The second case, allele-specific expression or measuring allelic imbalance, has to do with the fact that over a distribution of RNA-Seq reads over a the genes that are transcribed at that moment in time, there will be widely varying numbers of reads that cover a given base in that transcript. It is not uncommon to have a 10,000-fold or even 1,000,000 fold differences in gene expression between genes at the extremes. And given the two alleles, some genes will co-express transcripts from each parental allele (i.e. express genes in a 50/50 ratio between both alleles), while others it will be 0/100 ratio or somewhere in-between. The extreme case is x-chromosome inactivation in females (however there is one gene Xist which is transcribed from that inactive chromosome (keeping that chromosome inactive).
The allele is determined by a coding variant (cSNV), but in order to get the proportions correct there must be enough of them to make that ratio call. In other words if the variant cutoff is 5 bases, at a given base there needs to be at least 5 bases from each allele present in the reads examined. For example, at a given cSNV in the RNA-Seq experiment, if there are 80 reads from one allele and 20 reads from the other you have a 4:1 ratio of one to another with high confidence. But what if there are only 8 of one allele and 2 of the other? (Those two cSNV’s from the other allele could be a sequencing error.)

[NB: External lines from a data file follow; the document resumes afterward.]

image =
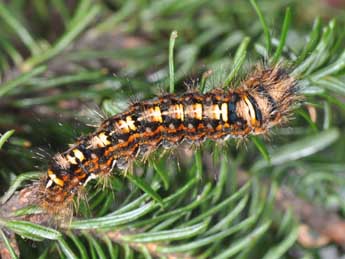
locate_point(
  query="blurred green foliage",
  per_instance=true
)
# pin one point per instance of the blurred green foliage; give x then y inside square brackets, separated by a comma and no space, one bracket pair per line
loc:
[59,60]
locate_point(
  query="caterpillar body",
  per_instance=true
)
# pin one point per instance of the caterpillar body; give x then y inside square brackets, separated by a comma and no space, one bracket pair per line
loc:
[262,101]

One way around this would be to sequence the entire transcriptome via RNA-Seq at very high depth, in order to up the number of cSNV reads at a given base, to maximize the number of allelic imbalance events detected, as well as improve the precision of that measurement. But 100M or 200M reads per sample an experiment can get very expensive.
Thus targeted RNA sequencing gives an economical way to focus in on the 10’s or 100’s of genes of interest for this allelic imbalance effect. If you want to hear about a customer at Ohio State University talk about their work as it applies to pharmacogenetics, there’s a YouTube talk recorded here.

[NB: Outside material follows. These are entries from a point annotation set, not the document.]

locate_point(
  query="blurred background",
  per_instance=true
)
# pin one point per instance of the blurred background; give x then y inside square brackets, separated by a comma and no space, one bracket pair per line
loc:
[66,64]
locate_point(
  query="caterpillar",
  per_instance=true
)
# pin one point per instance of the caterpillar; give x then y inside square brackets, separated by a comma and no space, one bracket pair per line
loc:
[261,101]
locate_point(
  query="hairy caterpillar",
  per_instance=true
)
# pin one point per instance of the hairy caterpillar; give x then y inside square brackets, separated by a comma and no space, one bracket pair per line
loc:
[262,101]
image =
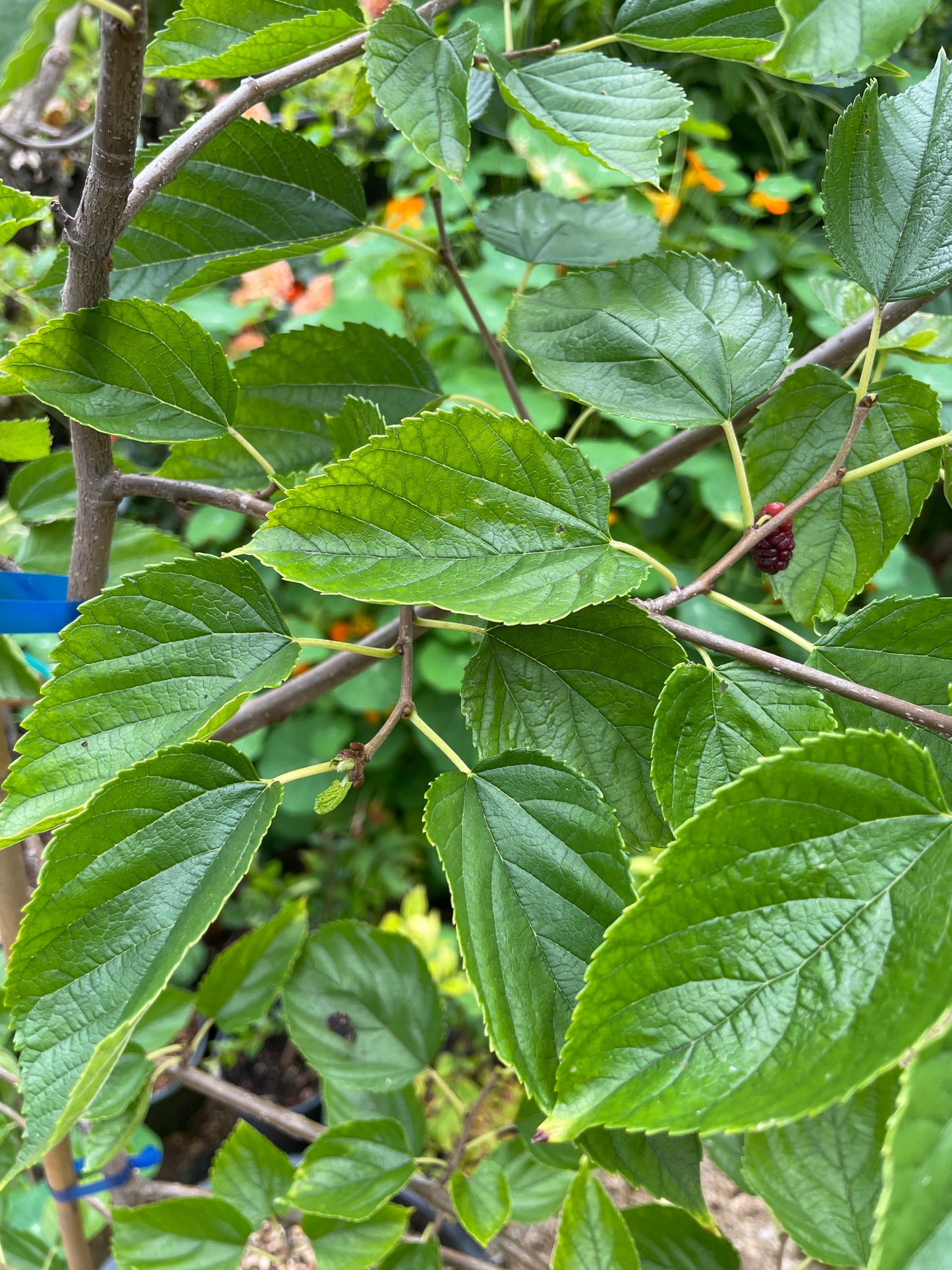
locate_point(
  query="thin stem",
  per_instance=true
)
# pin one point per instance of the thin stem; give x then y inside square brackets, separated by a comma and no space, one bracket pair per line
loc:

Third, AmpliSeq RNA provides a convenient method of detecting fusion transcripts from gene rearrangements in cancer. Certainly entwined with the history of cancer from the bcr-abl fusion discovered in 1960, the discovery of gene fusions has naturally accelerated with the advent of RNA-Seq. Even last week news about a new fusion-gene driver mutation in childhood glioma was reported at St. Jude in Memphis TN. Ion Torrent has a custom design service for AmpliSeq RNA, so if you are an Ion Torrent customer you can certainly take advantage of this capability.

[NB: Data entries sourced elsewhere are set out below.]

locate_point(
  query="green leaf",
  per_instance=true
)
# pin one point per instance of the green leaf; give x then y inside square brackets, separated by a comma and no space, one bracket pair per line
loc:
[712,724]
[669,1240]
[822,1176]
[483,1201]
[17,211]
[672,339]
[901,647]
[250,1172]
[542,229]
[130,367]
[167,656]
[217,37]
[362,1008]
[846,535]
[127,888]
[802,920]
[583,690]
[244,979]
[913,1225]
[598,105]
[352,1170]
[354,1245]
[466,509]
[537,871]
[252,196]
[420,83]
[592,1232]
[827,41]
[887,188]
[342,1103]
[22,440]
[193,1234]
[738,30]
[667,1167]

Lastly there is a recent publication (the first for AmpliSeq RNA) in the Journal of Allergy and Clinical Immunology entitled “Dissecting childhood asthma with nasal transcriptomics distinguishes subphenotypes of disease” (subscription required), looking at 100 genes, and they note increased sensitivity using targeted RNA sequencing compared to microarrays. (Hmm, should have added a fourth point above, oh well.)